In 2018, 20 Mossad agents managed to break into a nondescript building in central Tehran, blast their way through 32 steel doors, and seize the entire nuclear archive of Iran, some 100,000 documents, which they managed to bring back to Israel for analysis, and also to share its information about heretofore unknown nuclear sites with the IAEA. In 2020 and then again in 2021, Mossad agents a managed to sabotage nuclear facilities at Natanz; the second attack was on a facility that had been built deep underground. At the end of 2021, Mossad killed Mohsen Fakhrizadeh, the nuclear scientist who was regarded as the “godfather” of Iran’s nuclear program. On June 23, 2021, Mossad hit a nuclear facilities plant in Karaj, just outside Tehran, leading the Iranians in 2022 to move centrifuges out of Karaj and to what they believed would be a more secure facility located in Isfahan.

But on January 27, 2023, that facility, too, at Isfahan, was sabotaged. The Iranians have pretended that the attack caused “only minor damage” and that there were no casualties. Israel, as is its normal practice, remained silent.

But Israeli and Western analysts have concluded that the attack was a “spectacular success.” More on the attack and its aftermath can be found here: “Israeli drone attack on Iranian weapons factory was phenomenal success – sources,” by Yonah Jeremy Bob, Jerusalem Post, January 29, 2023:

Despite Iranian claims, the drone attack on Iran at Isfahan was a tremendous success, according to a mix of Western intelligence sources and foreign sources, The Jerusalem Post has learned.

There were four explosions at the site, which can even be witnessed on social media, against a facility developing advanced weapons, and the damage goes far beyond the “minor roof damage” that the Islamic Republic is claiming and which it has falsely claimed before also in other incidents in recent years.

Israel is playing the incident mum, but most Western intelligence and Iranian sources have credited the Mossad with similarly successful attacks against Iran’s Natanz nuclear facility in July 2020, a different Natanz nuclear facility in April 2021, another nuclear facility at Karaj in June 2021 and with destroying around 120 or more Iranian drones in February 2022.

There are also few organizations globally besides the Mossad which are reported to have the advanced and surgical strike capabilities displayed in the operation.

Iran’s response matches responses to similar incidents.
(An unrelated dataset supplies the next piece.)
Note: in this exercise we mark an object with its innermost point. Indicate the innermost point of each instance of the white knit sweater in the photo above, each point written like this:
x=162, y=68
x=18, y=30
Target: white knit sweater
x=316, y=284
In each of those incidents, Tehran tried to initially pretend that the attacks failed and only acknowledged the extent of the damage when satellite photos or other evidence broke into the public sphere, outflanking their denials.

It is still unclear whether the advanced weapons which were damaged are related only to conventional warfare or might have dual-use relevance also to nuclear issues, such as certain ballistic missiles or explosives equipment that can be used for both conventional and nuclear weapons purposes.

Isfahan has been used on and off for various nuclear issues as well as non-nuclear military issues.

Iran even at one point told the IAEA that some of the nuclear activities being carried out at the Karaj nuclear facility until June 2021 had been moved to Isfahan.

Whom should we believe? The Iranians, who say there was “little damage” and “no casualties,” or the Western and other intelligence sources that claim the attack was a “spectacular success,” causing four separate explosions? We know that there was both a centrifuge facility and a ballistic missiles factory, next to each other. Were both targeted?

We have at least a half-dozen similar attacks on Iranian facilities attributed to Israel’s Mossad; in every case, the Iranians at first dismissed the seriousness of the attacks, and only later, after photographs of the sites were put on the Internet, did Tehran admit that, after all, major damage had been done. And that’s exactly what is likely to happen here, when the Israelis decide to make their “after” photographs of sites destroyed available to the world. Intelligence operations around the globe have already called this Mossad attack a “spectacular” success. When it comes to safeguarding the Jewish state from a malevolent Iran, hellbent on the destruction of the Jewish state, like the God of Israel, the Israelis themselves neither slumber nor sleep.